Audit / evidence tips
- For a sample AI application, request the baseline definition and confirm it covers both behaviour metrics (such as output drift, error or refusal rate) and performance metrics (such as latency, throughput and token usage), each with a documented normal range rather than just a single nominal value.
- Inspect the monitoring configuration and confirm the live metrics for that application are actually compared against its baseline, not merely collected; trace one metric from capture through to its baseline comparison.

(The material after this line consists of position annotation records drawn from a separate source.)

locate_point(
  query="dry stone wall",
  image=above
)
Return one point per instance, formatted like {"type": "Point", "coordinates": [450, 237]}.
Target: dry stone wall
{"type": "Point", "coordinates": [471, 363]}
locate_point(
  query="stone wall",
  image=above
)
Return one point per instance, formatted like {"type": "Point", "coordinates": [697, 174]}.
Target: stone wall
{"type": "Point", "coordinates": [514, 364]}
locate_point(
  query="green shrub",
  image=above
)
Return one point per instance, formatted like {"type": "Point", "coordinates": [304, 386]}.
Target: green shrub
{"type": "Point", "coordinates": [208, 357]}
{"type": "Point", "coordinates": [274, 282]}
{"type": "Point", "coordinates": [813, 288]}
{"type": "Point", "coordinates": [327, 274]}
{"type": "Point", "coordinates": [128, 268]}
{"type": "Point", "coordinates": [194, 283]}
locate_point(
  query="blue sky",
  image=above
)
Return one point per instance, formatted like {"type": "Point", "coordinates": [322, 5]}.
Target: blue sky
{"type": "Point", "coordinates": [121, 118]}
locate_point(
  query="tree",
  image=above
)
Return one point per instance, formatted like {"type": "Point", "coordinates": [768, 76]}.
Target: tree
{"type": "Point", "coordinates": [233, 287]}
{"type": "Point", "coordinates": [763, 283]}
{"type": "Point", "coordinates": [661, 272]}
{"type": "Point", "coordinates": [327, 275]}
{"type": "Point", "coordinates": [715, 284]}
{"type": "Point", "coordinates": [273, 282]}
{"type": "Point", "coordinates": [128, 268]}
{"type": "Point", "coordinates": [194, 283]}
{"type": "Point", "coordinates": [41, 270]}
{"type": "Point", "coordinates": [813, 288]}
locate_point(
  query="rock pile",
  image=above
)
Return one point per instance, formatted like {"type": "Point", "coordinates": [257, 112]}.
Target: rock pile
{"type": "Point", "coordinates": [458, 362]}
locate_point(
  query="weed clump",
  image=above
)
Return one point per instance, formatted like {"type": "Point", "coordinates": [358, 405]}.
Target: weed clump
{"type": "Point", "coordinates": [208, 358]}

- Examine the alert rules and confirm concrete deviation thresholds are configured (for example accuracy below a set percentage, latency or token usage above the baseline band) and that an alert fired and was actioned for a real deviation in the logs.
- Confirm baselines were recalibrated after the most recent model retrain, version upgrade or data-drift event by comparing the baseline change date and values against the application's change/release history.
- Review the deviation register for a recent flagged deviation and trace it to its investigation and corrective action to confirm monitoring leads to a response, not just a log entry.
- Check that baselines and monitoring exist for each AI application in scope, not only one flagship system, by reconciling the AI application inventory against the monitored set.
Cross-framework mappings
How ISM-2114 relates to controls across ISO/IEC 27001, ISO/IEC 42001, Essential Eight, and ASD ISM.
ISO 27001
| Control | Notes | Details |
|---|---|---|
| layers Partially meets (1) expand_less | ||
| Annex A 8.16 | ISM-2114 requires establishing baselines for AI application behaviour and performance and monitoring for deviations | |
| sync_alt Partially overlaps (1) expand_less | ||
| Annex A 8.6 | ISM-2114 involves establishing baselines for AI performance and behaviour to monitor deviations | |
ISO 42001
| Control | Notes | Details |
|---|---|---|
| handshake Supports (1) expand_less | ||
| Annex A 6.2.6 | ISM-2114 necessitates defining and monitoring AI application baselines for unexpected deviations | |
These mappings show relationships between controls across frameworks. They do not imply full equivalence or certification.